Mas é por isso mesmo que adoro fazê-los. Poucas coisas na vida me fazem mais feliz do que ver os outros a provar lentamente. Apraz-me muito observar a primeira reacção à primeira dentada, ao primeiro pedaço engolido e ao outro sucessivo, aqueles que a tentar apanhar todos os elementos que constituem o bolo de uma só vez e os outros que gostam de desconstruir e comer cada elemento de cada vez, perceber de onde vem aquela frescura de um certo ingrediente, a acidez de outro, o que lhe incute uma certa profundidade e porque é que, apesar ser algo guloso, excessivo e indulgente, não se consegue parar de comer. Depois há aqueles que gostam de deixar o melhor para o fim e os outros que despacham tudo sem cerimónias em duas dentadas. Gosto especialmente do gesto final daquele que, depois do último pedaço,  pisa discretamente o prato com o dedo indicador apanhando as
últimas migalhas, ou o que, de mansinho, se aproxima do tabuleiro vazio para apanhar aquela cereja que ficou sozinha, caída de uma fatia que já lá não está.

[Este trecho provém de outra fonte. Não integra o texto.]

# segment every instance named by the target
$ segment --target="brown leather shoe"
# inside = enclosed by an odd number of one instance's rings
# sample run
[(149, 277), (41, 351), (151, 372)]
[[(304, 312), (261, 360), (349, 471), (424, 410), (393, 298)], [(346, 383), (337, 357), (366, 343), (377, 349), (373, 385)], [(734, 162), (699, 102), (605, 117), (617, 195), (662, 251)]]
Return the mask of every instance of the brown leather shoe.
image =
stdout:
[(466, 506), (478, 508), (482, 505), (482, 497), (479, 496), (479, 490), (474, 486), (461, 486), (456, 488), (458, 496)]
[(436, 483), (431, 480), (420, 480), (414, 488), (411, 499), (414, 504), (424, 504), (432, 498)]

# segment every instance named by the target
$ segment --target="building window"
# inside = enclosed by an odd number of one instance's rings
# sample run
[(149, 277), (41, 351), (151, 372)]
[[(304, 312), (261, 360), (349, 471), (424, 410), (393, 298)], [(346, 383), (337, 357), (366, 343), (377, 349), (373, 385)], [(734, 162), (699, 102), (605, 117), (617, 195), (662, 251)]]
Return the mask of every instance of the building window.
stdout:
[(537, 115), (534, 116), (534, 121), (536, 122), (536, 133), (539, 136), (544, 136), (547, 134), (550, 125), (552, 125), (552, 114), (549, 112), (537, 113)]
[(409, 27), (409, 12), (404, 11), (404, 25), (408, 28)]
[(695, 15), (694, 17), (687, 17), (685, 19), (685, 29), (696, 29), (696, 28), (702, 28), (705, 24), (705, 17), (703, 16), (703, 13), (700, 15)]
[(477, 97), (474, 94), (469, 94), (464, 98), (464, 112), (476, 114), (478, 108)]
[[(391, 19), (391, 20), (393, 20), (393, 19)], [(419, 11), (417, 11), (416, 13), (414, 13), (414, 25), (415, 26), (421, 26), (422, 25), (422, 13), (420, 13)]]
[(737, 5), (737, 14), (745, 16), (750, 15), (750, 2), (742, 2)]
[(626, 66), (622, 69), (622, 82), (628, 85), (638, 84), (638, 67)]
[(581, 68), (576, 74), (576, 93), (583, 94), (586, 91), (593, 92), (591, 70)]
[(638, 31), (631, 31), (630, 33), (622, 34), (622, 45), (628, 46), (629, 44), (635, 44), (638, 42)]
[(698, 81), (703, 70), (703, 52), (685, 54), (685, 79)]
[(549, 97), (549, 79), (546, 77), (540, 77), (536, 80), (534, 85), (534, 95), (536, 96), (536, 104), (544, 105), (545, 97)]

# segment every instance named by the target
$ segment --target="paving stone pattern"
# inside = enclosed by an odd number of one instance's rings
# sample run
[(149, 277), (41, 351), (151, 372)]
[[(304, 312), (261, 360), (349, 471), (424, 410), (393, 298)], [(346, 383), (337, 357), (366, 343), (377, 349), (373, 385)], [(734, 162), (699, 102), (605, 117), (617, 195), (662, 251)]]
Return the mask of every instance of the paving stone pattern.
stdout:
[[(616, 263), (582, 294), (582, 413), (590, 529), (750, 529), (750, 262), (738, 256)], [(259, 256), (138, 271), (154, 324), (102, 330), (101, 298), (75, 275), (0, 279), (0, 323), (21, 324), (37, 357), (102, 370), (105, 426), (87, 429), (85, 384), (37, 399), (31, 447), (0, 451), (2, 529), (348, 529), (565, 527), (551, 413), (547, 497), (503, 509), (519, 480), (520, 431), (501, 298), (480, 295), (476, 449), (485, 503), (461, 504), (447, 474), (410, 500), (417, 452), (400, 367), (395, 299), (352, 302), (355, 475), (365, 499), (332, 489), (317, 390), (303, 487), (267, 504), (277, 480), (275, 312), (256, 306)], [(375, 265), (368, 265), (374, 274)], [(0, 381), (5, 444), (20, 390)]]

Este é um bolo de aniversário quase perfeito para quase toda a gente. Certamente perfeito para os amantes de chocolate, cerejas e avelãs. O melhor de cada mundo. Perfeito porque a base de bolo de chocolate é doce e intensa mas não ao de se tornar enjoativo ao fim da primeira dentada, nem ao fim da quinta (quanto a mim, nem ao fim da segunda fatia...). Depois o merengue, aquela nuvem entusiasmante de dupla textura que põe um sorriso de descoberta na cara de qualquer um, de uma estranha frescura que eleva a base a outra dimensão, essencial para conferir uma certa leveza ao bolo, ao contrário da textura aborrecida e monocórdica das coberturas de manteiga ou pastas de açúcar mais comuns. Depois a avelã, que para quem sabe o que é Nutella não preciso dizer mais nada, a não ser que é 1000 vezes melhor. E as cerejas, assadas em rum, bom, são, efectivamente, a cereja no topo do bolo.
Perfeito mesmo perfeito porquê? Porque pode ser feito sem farinha.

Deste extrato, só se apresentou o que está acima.